In conclusion, both PCI and intense medical therapy are effective in improving or relieving angina in stable CAD individuals. Medical therapy alone is effective and is as safe as PCI. PCI subjects had a greater degree and length of improvement in angina. Over time, the two groups blend together, perhaps due to advancing CAD. As noted when COURAGE was first released, there was no difference in the important outcomes of death or MI between the two strategies. Thoughtful and knowledgeable physicians need to know the COURAGE result and make treatment decisions with thought and care.

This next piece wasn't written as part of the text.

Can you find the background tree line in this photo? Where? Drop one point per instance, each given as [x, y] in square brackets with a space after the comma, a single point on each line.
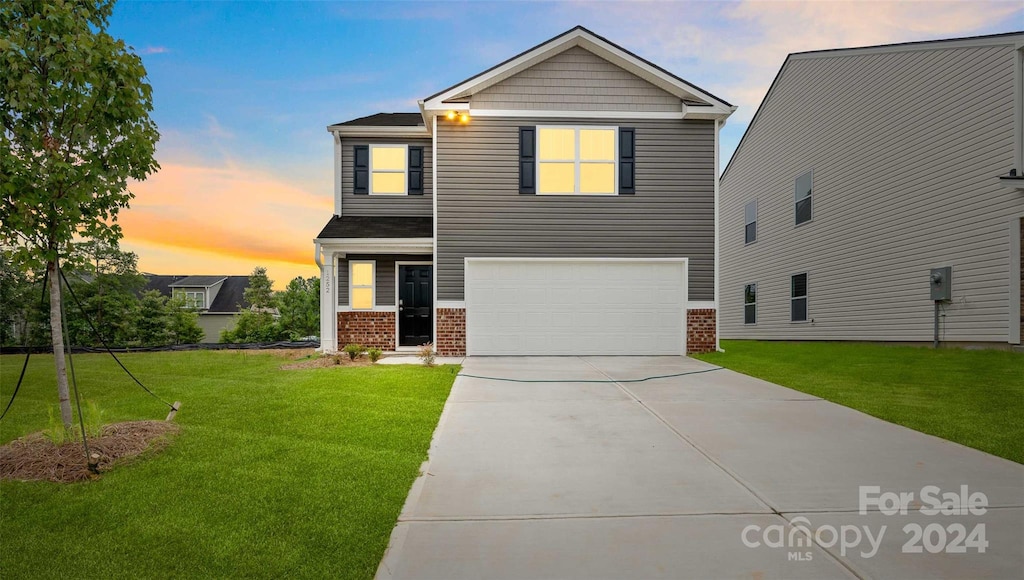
[108, 283]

In an accompanying editorial, Peterson and Rumsfeld conclude, "The COURAGE trial redefines the contemporary roles of optimal medical therapy and PCI in the management of patients with stable angina ... both treatment strategies can have a profoundly positive effect on health care status ... Optimal medical therapy as first-line therapy, with PCI reserved for patients who do not have a response or who have severe baseline symptoms."1
1. Peterson ED, Rumsfeld JS. Finding the courage to reconsider medical therapy for stable angina. N Engl J Med. 2008;359:751-753.